Guardini provides a forceful awakening, for Christians and non-Christians alike, to the demands of the Gospel, to the responsibilities called forth by our troubled age, and even to the personal foundation of Catholic social doctrine. Many people recognize the danger of power, either in its totalitarian manifestations or in regimes of utilitarian decadence. However, the problem is not often probed deeply enough, and an adequate remedy is not found.
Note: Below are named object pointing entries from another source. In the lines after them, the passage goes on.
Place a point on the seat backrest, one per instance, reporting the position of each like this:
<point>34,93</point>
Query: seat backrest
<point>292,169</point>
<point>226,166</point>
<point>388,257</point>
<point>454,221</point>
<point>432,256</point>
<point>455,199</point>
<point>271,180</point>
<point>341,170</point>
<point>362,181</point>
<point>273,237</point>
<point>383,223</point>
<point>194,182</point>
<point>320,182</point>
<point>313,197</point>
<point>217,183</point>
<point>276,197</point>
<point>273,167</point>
If we do not locate the problem in alienation or self-enclosure from the personal God, whose good news includes the dignity of our personhood and the ontological majesty of humility and love, we end up in fact evading the problem of power, succumbing to the abstract, objectifying the culture of the technocratic paradigm in the manner of economic or political wonks, or even embracing power in its corruption through the glad sanctioning of unjust acts of coercion and violence. We fail to address squarely the problem on the level of virtue, freedom, and their absolute safeguard, that is to say, on the level of the person as both an image and child of God.